Some time after Amadeo becomes a vampire, the house is attacked by a large mob of Satan-worshiping vampires under the leadership of Santino. Marius is burnt and almost killed, but manages to save his own life by jumping into a canal. Nonetheless, he is severely wounded and believes that Amadeo will be killed.

He calls a woman named Bianca to his aid. The two have known each other for a number of years and have a close relationship. Marius is too weak to hunt, so he transforms Bianca into a vampire in order to have her help him to recover his strength. The two move to the shrine of Those Who Must Be Kept and live there for over a century, where Marius gradually recovers his strength by drinking from Akasha.

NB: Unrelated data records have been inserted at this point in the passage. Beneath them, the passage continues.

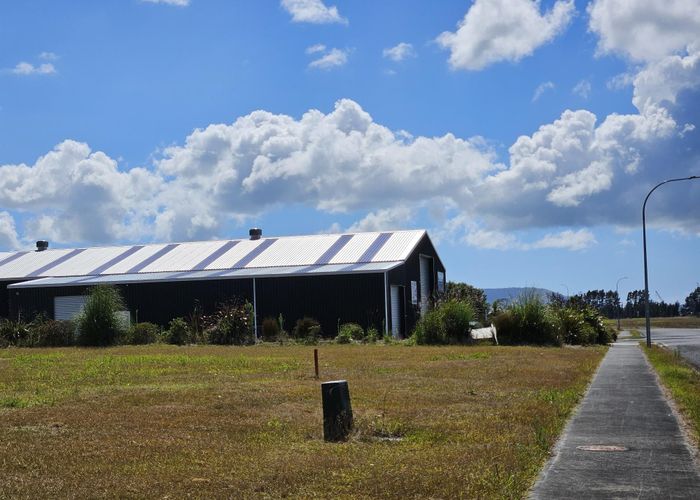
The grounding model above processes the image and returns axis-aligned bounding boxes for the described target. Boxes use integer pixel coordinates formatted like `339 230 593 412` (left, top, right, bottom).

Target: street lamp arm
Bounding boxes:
642 175 700 347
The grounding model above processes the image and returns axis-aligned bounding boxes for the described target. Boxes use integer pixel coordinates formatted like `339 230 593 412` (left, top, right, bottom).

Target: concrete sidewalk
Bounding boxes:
531 342 700 499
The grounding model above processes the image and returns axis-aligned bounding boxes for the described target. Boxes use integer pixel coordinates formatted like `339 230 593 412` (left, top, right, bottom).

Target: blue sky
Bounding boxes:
0 0 700 300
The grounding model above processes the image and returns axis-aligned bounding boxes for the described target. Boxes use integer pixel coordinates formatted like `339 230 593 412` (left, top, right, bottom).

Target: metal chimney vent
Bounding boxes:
248 227 262 240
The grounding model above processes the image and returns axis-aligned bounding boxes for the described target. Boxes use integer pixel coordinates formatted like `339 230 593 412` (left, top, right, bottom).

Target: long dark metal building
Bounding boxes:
0 229 445 337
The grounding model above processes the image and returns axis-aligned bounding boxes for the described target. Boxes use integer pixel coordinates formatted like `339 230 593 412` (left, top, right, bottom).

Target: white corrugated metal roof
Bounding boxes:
8 262 401 289
0 230 426 280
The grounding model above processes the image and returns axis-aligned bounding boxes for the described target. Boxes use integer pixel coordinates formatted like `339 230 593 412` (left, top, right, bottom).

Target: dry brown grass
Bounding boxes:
0 345 605 498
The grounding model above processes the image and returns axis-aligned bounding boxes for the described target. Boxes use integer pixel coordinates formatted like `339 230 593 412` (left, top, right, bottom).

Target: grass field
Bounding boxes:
0 345 605 498
644 345 700 444
605 316 700 330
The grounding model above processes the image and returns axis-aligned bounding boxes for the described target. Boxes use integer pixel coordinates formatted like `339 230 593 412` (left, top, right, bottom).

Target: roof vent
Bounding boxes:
248 227 262 240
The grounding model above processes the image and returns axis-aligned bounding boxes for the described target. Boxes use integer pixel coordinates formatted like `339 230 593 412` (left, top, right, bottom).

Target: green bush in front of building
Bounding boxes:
75 285 126 346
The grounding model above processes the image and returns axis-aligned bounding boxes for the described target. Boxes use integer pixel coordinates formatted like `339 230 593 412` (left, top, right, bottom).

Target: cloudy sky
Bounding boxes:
0 0 700 300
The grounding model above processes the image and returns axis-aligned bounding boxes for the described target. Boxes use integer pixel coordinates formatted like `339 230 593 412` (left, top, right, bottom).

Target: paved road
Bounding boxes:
642 328 700 369
531 341 700 499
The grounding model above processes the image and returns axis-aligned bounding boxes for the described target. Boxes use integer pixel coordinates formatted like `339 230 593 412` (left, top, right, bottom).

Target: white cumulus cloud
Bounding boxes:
571 80 591 99
588 0 700 61
437 0 575 70
282 0 348 24
0 211 21 250
10 61 56 75
382 42 416 62
532 82 554 102
307 46 349 69
529 229 598 250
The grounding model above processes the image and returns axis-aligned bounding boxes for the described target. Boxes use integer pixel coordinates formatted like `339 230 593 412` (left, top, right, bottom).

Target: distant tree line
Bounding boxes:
564 287 700 318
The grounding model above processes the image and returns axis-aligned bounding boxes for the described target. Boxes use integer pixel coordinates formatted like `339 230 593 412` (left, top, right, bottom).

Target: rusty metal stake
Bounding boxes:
314 349 318 379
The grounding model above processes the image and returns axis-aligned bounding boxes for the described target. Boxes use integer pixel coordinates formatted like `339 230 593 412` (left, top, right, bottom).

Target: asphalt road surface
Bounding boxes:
641 328 700 370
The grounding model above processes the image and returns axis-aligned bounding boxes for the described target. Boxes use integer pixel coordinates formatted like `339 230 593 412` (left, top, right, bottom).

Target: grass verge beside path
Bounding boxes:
0 345 605 498
644 345 700 445
605 316 700 330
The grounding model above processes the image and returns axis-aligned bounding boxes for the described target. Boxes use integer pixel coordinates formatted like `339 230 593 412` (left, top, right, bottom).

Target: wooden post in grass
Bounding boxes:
321 380 352 441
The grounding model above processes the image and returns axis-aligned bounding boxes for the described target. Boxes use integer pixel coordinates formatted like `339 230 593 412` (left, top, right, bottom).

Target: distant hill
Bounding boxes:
483 287 553 304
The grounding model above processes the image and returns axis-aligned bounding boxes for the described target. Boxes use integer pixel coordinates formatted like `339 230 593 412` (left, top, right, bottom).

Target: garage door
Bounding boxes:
391 285 401 338
420 255 430 316
53 295 87 320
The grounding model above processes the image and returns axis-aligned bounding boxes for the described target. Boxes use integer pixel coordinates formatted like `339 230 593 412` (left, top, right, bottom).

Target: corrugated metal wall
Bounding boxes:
255 273 384 337
0 232 445 337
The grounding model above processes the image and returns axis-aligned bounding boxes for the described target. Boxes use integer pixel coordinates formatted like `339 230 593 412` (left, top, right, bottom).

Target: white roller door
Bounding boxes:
391 285 401 338
53 295 87 320
420 255 430 316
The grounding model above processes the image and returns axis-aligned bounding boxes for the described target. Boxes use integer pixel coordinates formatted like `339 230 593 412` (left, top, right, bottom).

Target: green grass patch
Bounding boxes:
0 344 605 498
644 346 700 443
630 328 642 339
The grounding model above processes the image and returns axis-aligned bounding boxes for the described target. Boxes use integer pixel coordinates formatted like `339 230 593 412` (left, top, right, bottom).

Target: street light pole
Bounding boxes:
642 175 700 347
615 276 629 332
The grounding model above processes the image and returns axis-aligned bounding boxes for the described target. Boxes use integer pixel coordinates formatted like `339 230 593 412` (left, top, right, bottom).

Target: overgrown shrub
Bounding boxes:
165 318 192 345
76 285 124 346
583 307 617 344
262 318 280 342
336 323 365 344
552 306 595 345
0 319 30 347
202 300 255 345
494 293 563 345
414 300 474 344
292 316 321 344
365 326 381 344
335 330 352 344
122 322 160 345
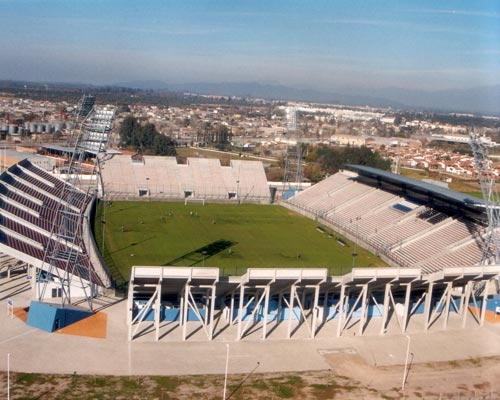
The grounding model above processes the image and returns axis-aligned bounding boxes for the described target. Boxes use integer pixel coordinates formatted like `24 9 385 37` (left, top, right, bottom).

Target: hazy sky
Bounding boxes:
0 0 500 89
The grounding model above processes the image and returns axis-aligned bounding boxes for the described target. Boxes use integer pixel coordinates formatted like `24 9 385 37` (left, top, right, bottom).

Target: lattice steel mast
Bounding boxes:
283 108 302 193
469 131 500 265
37 96 114 309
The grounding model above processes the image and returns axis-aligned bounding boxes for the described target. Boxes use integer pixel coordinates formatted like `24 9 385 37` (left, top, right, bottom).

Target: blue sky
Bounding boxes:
0 0 500 90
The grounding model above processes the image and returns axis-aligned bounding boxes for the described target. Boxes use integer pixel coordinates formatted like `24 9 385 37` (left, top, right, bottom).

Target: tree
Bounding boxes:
120 116 176 156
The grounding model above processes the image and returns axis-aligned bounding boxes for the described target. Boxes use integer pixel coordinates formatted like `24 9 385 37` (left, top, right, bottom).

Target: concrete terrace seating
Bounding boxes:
421 239 483 273
0 160 103 286
394 220 475 264
103 155 270 203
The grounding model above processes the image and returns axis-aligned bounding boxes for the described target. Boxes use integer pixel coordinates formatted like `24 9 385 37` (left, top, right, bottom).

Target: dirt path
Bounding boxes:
0 353 500 400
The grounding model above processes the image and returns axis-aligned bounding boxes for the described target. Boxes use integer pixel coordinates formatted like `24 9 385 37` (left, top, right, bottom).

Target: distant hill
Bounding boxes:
116 80 500 115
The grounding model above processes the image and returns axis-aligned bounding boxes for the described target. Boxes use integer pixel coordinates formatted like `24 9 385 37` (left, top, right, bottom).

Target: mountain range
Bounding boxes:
114 80 500 115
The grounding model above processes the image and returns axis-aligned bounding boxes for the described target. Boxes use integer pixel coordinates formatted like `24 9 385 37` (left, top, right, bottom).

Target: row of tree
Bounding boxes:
120 116 176 156
304 145 391 182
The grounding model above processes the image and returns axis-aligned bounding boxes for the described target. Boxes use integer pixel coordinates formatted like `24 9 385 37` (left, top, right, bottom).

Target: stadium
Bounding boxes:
0 104 499 346
0 102 500 400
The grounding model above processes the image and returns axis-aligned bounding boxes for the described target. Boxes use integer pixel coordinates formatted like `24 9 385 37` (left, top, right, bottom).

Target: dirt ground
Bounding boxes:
0 352 500 400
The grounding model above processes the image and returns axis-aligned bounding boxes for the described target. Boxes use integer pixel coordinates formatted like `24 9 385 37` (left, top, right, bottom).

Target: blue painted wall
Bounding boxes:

After Amadeo had transformed, Marius had met with Raymond Gallant, a man from the Talamasca, a group of scholars who found out information about supernatural things, just for information. He hears from him that Pandora is being kept hostage by another vampire and moved around Europe and Russia; so Marius decides to move to Dresden to try meeting with Pandora, whom he still loves. He does not tell Bianca of this. Marius does indeed find Pandora there, but discovers that she does not want to live with him and Bianca and wants to stay with her traveling companion, who was not holding her hostage after all. Marius offers to leave Bianca for Pandora, but Pandora refuses this offer. When Marius sees Bianca the next day, she declares that she is leaving him because she overheard what he said to Pandora. 50 years later, as he is shifting to America, Marius discovers a letter from Pandora offering to live with him if he comes to collect her at a certain place, but it is too late and she is gone.

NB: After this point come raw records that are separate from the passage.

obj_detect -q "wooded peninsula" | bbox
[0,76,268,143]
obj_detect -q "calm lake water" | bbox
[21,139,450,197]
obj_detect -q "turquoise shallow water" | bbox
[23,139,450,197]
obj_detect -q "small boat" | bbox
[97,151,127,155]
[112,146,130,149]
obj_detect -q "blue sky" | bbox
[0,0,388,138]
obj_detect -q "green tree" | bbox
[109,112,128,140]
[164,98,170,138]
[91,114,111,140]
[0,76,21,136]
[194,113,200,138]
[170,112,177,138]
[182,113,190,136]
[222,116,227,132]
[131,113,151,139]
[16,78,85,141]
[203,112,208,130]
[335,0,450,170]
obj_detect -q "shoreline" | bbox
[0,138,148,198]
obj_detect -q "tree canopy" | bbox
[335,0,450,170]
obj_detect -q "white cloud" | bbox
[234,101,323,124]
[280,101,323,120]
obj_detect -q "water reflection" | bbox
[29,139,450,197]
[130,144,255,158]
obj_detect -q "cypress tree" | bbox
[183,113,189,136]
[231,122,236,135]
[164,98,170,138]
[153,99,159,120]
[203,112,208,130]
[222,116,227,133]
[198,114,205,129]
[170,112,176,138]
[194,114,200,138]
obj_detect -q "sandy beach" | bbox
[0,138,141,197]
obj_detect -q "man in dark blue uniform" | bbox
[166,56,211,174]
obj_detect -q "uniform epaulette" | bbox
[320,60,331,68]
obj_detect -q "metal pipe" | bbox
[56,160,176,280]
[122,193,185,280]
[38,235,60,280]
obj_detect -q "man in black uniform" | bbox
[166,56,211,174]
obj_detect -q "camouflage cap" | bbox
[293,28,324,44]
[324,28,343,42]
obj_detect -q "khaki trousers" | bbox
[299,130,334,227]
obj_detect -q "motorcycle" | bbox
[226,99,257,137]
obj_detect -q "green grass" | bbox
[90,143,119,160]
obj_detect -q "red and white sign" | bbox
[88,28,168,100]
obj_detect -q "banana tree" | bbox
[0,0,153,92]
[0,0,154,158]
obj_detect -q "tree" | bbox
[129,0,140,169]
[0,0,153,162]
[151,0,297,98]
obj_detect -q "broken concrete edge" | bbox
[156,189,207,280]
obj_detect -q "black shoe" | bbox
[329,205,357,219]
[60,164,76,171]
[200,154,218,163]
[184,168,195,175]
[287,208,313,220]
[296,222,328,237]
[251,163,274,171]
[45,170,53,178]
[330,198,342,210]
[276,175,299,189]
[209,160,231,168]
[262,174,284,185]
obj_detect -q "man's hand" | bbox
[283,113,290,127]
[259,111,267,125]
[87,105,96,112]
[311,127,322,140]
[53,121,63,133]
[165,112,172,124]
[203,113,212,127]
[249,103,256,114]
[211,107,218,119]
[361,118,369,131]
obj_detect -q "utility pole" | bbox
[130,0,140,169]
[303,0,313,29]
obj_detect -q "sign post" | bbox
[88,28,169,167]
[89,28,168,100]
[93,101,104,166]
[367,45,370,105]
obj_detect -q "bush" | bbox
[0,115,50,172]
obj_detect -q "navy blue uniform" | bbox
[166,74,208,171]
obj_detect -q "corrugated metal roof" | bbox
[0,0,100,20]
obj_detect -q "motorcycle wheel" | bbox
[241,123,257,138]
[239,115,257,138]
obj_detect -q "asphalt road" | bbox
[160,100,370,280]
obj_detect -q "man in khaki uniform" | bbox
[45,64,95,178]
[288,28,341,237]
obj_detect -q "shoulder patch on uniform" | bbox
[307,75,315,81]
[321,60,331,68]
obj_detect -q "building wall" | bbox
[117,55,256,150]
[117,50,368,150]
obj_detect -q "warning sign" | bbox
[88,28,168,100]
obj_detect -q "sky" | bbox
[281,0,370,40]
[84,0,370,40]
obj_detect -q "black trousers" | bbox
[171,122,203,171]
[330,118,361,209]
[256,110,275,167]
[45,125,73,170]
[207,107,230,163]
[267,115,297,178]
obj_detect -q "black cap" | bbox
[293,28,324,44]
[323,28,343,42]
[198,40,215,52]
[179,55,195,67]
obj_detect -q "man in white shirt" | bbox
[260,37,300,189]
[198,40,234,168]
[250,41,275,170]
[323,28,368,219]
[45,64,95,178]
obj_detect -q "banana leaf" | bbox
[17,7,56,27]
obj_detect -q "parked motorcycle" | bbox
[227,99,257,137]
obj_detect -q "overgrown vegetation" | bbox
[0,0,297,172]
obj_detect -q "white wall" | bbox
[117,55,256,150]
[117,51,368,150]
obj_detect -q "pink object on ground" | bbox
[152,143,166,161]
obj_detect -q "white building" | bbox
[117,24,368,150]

Marius then shelters a young vampire named Lestat de Lioncourt, who wakes up Akasha when playing a song for her on his violin. She comes to him and they drink each other's blood. Enkil is furious and almost crushes Lestat when a shocked Marius saves him. Marius sends Lestat away, thinking that he can pose a danger, but is sad that it is the fourth time he is losing a love. Years later, Marius brings a television into Those Who Must Be Kept's Chapel, for their entertainment. On this they see news, songs, as well as The Vampire Lestat's rock guitar music. This, Marius feels, corrupts their minds, and Akasha awakens from her slumber with the evil idea of taking over the world. She destroys Enkil and buries Marius in the ruins of his house, where he lies, injured.

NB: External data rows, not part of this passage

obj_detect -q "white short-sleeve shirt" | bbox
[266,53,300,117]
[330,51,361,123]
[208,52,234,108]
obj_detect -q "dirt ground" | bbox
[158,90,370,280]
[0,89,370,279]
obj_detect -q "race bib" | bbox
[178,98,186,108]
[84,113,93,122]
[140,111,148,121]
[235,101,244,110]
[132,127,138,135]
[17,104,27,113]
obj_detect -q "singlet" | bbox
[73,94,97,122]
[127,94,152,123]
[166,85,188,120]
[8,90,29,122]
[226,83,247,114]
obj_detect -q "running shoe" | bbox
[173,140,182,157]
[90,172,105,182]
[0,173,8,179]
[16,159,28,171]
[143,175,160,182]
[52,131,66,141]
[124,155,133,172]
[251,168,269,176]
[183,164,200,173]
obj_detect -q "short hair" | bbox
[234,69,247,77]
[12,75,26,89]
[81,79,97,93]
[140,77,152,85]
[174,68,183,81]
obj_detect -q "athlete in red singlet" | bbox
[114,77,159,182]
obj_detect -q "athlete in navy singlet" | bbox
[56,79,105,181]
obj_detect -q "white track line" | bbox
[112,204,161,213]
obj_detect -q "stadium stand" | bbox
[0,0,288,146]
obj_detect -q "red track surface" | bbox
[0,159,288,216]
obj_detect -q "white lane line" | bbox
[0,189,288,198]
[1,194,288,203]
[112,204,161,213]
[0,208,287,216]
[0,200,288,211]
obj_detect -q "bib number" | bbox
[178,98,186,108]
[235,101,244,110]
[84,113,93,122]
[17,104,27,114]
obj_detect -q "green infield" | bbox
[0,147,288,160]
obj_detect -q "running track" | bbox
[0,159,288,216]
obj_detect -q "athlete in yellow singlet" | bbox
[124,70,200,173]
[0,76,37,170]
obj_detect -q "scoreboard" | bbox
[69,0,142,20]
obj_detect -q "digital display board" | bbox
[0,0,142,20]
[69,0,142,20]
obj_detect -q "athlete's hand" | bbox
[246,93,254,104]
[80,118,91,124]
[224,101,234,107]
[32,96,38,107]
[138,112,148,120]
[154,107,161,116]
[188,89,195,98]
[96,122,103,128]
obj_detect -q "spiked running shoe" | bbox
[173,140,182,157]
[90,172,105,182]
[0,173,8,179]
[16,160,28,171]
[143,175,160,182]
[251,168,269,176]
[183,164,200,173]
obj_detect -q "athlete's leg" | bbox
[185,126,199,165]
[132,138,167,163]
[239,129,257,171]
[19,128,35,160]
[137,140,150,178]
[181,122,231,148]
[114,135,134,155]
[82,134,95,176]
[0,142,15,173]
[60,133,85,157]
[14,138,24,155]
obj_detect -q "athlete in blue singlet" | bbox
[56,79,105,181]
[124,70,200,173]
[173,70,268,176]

Marius lies there trapped, for weeks, but with the Mind Gift informs Lestat that he is in danger, and also asks for help. He is soon found by Pandora, and Santino—whom he tries to kill, but realizes that all force would be needed to stop Akasha from her evil deed of taking over the world, killing all men and having a female-dominated world with her as the leader. A council is formed and the vampires try to convince Akasha, but she does not listen. Finally, Maharet's (who created Thorne) mute twin sister, Mekare, fights with Akasha and destroys her. That is the end of Marius's story through time.

The story then moves back to the present day, where Marius and Thorne are at a jungle hideaway with other old and powerful vampires—Amadeo (now going by the name Armand), Santino, Maharet, Mekare, and Pandora. Marius wants justice against Santino for taking Armand away from him, but Maharet refuses to let Marius kill Santino, who is weak. Thorne does not want to accept her decision and so kills Santino himself with the Fire Gift. In penance for his deed, he gives his eyes to Maharet.

== Reception ==
Kirkus writes in a star review "given her historical antecedents, Rice-Who-Must-Be-Obeyed writes like a damned Queen. Pure vellum in the chronicle." Publishers Weekly called the book "intriguing yet rushed".